Yes. For convenience, we can use the following symbols:
L for the number negative one
S for the number negative two
E for the number negative three
P for the number negative four

(There are better choices for the symbols, but we need symbols that everybody here can type.)

Our inventory of digits will include the above four symbols along with the following six symbols having their usual meanings: 0, 1, 2, 3, 4, 5
(Again, that is just for convenience here and now.)

Thus, the system has the following symbols: 0, 1, L, 2, S, 3, E, 4, P to be understood in that sequence as having the values 0, 1, -1, 2, -2, 3, -3, 4, -4

We can multiply using the usual algorithm taught in school because the distributive property is true not only for positive integers, but for any integers.

Now, the extreme values for the multiplication table are 5 times 5, P times 5, and P times P.

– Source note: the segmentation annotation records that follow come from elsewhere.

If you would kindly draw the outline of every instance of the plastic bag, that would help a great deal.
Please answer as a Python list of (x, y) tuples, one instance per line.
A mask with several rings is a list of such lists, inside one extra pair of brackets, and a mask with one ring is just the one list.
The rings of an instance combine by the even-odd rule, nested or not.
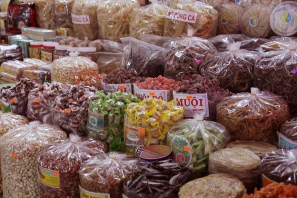
[(124, 115), (127, 104), (140, 101), (132, 94), (121, 91), (97, 94), (99, 98), (89, 105), (87, 127), (89, 137), (101, 140), (109, 145), (109, 151), (125, 151)]
[(234, 3), (222, 5), (218, 9), (217, 34), (236, 34), (240, 32), (243, 8)]
[(297, 185), (297, 150), (278, 149), (265, 156), (262, 160), (264, 178), (272, 182)]
[(27, 117), (30, 120), (39, 120), (44, 124), (52, 124), (50, 111), (54, 100), (69, 87), (62, 83), (45, 83), (33, 89), (28, 97)]
[(261, 54), (254, 68), (254, 84), (281, 96), (293, 113), (297, 112), (297, 42), (283, 50)]
[(71, 17), (73, 31), (76, 37), (90, 40), (98, 37), (97, 7), (103, 3), (99, 0), (75, 0), (72, 6)]
[(79, 75), (92, 76), (98, 74), (98, 65), (88, 58), (70, 56), (55, 60), (51, 65), (50, 74), (52, 81), (74, 84), (74, 77)]
[(203, 120), (202, 114), (185, 119), (170, 128), (166, 145), (175, 161), (197, 172), (207, 171), (208, 154), (225, 148), (230, 136), (223, 125)]
[(172, 41), (164, 55), (164, 76), (179, 80), (183, 74), (198, 73), (201, 64), (216, 52), (210, 42), (198, 37), (188, 37)]
[[(107, 146), (102, 142), (73, 134), (69, 136), (49, 145), (37, 154), (40, 197), (79, 197), (78, 170), (82, 163), (107, 151)], [(49, 177), (55, 180), (50, 181)]]
[(241, 17), (241, 30), (250, 37), (264, 38), (271, 33), (269, 16), (272, 8), (265, 5), (252, 4), (246, 7)]
[[(228, 51), (214, 54), (200, 67), (204, 76), (217, 78), (221, 87), (234, 92), (248, 90), (253, 83), (254, 62), (257, 54), (240, 50), (240, 44), (230, 44)], [(256, 56), (256, 57), (255, 57)]]
[(225, 126), (232, 140), (276, 142), (276, 132), (290, 117), (281, 97), (251, 88), (251, 94), (235, 94), (217, 106), (217, 121)]
[(163, 53), (165, 49), (148, 43), (130, 38), (126, 68), (141, 76), (156, 77), (164, 74)]
[(0, 138), (5, 198), (38, 197), (36, 155), (48, 144), (67, 138), (59, 128), (39, 124), (39, 121), (30, 122), (10, 130)]
[(7, 9), (9, 32), (19, 34), (22, 28), (35, 27), (35, 8), (32, 2), (11, 0)]
[(139, 7), (136, 0), (107, 0), (98, 5), (97, 16), (99, 37), (118, 42), (129, 36), (129, 24), (134, 9)]
[(85, 162), (79, 170), (81, 192), (86, 190), (121, 198), (123, 183), (138, 170), (138, 163), (132, 154), (113, 152), (98, 155)]
[(133, 12), (130, 23), (130, 35), (140, 39), (141, 34), (163, 36), (166, 15), (169, 7), (161, 2), (150, 0), (151, 4)]
[[(218, 13), (212, 6), (199, 1), (175, 0), (171, 4), (169, 11), (172, 12), (170, 16), (167, 16), (165, 21), (164, 36), (186, 36), (189, 29), (194, 31), (193, 36), (195, 37), (208, 39), (215, 35)], [(178, 18), (178, 16), (177, 17), (177, 19), (172, 19), (175, 18), (175, 13), (177, 13), (176, 12), (178, 11), (182, 14), (186, 14), (187, 12), (194, 12), (197, 14), (197, 18), (193, 17), (192, 18), (193, 20), (189, 22), (185, 22), (183, 19)], [(168, 13), (169, 12), (168, 11)], [(192, 16), (191, 14), (189, 16)], [(183, 14), (176, 15), (181, 17), (183, 15), (185, 16)], [(187, 21), (186, 20), (186, 21)]]
[(54, 30), (55, 0), (34, 0), (36, 8), (36, 22), (38, 27)]

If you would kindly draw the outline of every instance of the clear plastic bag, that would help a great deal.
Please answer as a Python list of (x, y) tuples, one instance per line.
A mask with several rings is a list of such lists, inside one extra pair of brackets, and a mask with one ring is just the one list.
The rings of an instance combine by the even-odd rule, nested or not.
[[(107, 151), (107, 146), (102, 142), (73, 134), (69, 136), (49, 145), (37, 154), (41, 198), (79, 198), (78, 170), (82, 164)], [(51, 183), (46, 177), (45, 179), (45, 176), (48, 177), (45, 170), (57, 175), (58, 180)]]
[(107, 0), (98, 5), (97, 16), (99, 37), (118, 42), (129, 36), (129, 24), (134, 9), (139, 7), (136, 0)]
[(138, 163), (132, 154), (112, 152), (98, 155), (82, 165), (79, 171), (81, 187), (121, 198), (123, 183), (138, 170)]
[(183, 74), (198, 73), (201, 64), (216, 52), (210, 42), (198, 37), (188, 37), (170, 42), (164, 54), (164, 75), (179, 80)]
[(254, 68), (254, 84), (281, 96), (292, 113), (297, 112), (297, 42), (284, 49), (262, 53)]
[(164, 36), (186, 36), (189, 29), (194, 31), (195, 37), (208, 39), (215, 35), (218, 12), (212, 6), (199, 1), (189, 0), (175, 0), (170, 9), (180, 12), (190, 11), (197, 14), (194, 23), (166, 18), (165, 21)]
[(76, 56), (71, 53), (70, 56), (55, 60), (50, 69), (51, 81), (64, 84), (77, 83), (75, 80), (75, 76), (92, 76), (98, 73), (98, 65), (96, 63), (88, 58)]
[(257, 53), (240, 50), (240, 44), (231, 43), (228, 51), (214, 54), (200, 67), (200, 72), (217, 78), (221, 87), (234, 92), (248, 90), (253, 83), (253, 69)]
[(297, 150), (278, 149), (262, 160), (263, 177), (272, 181), (297, 185)]
[(165, 4), (150, 0), (151, 4), (133, 12), (130, 23), (130, 36), (137, 39), (141, 34), (163, 36), (166, 15), (169, 7)]
[(170, 128), (166, 144), (175, 161), (197, 172), (207, 171), (208, 154), (225, 148), (230, 136), (223, 125), (203, 120), (202, 114), (185, 119)]
[(59, 128), (40, 125), (39, 121), (4, 134), (0, 138), (3, 197), (38, 197), (36, 155), (49, 144), (66, 138), (66, 134)]
[(97, 8), (101, 0), (75, 0), (72, 6), (71, 16), (73, 31), (76, 37), (84, 39), (86, 37), (90, 40), (98, 37), (98, 22)]
[(217, 106), (217, 121), (225, 126), (232, 140), (276, 142), (276, 132), (290, 117), (280, 96), (251, 88), (227, 97)]

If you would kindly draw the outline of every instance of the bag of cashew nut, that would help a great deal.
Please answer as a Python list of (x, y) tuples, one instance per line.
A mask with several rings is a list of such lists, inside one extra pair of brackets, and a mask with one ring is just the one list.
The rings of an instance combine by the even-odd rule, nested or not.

P times 5 = (-4) times 5, = (negative 20), which can be written as S0.
P times P = (-4) times (-4) = 16 in ordinary decimal notation = (20 + (-4)) = 2P.
 
Thus, the system has the following symbols: 0, 1, L, 2, S, 3, E, 4, P to be understood in that sequence as having the values 0, 1, -1, 2, -2, 3, -3, 4, -4
I apologize for the above error of omission. The digit 5 should have been included.
The system has the following symbols: 0, 1, L, 2, S, 3, E, 4, P, 5 to be understood in that sequence as having the values 0, 1, -1, 2, -2, 3, -3, 4, -4, 5.
 
P times P = (-4) times (-4) = 16 in ordinary decimal notation = (20 + (-4)) = 2P.
Observe that 4 is in the inventory of digits, but 6 isn’t. Thus, people who learned the alternative system would learn (4 times 4) = 2P, just as you have learned (4 times 4) = 16.

If you had learned (4 times 4) = 2P, then you would be able to reason as follows:
P times P
= (L times 4) times (L times 4)
= (L times L) times (4 times 4)
= 1 times 2P
= 2P

Written like that, it looks complicated, but the essence of it is quite simple:
(-4) times (-4) equals 4 times 4.

If children in future have the system explained to them in a clear manner, then they will have less memorizing to do than is required with the usual base ten system that uses zero and all other digits having strictly positive value.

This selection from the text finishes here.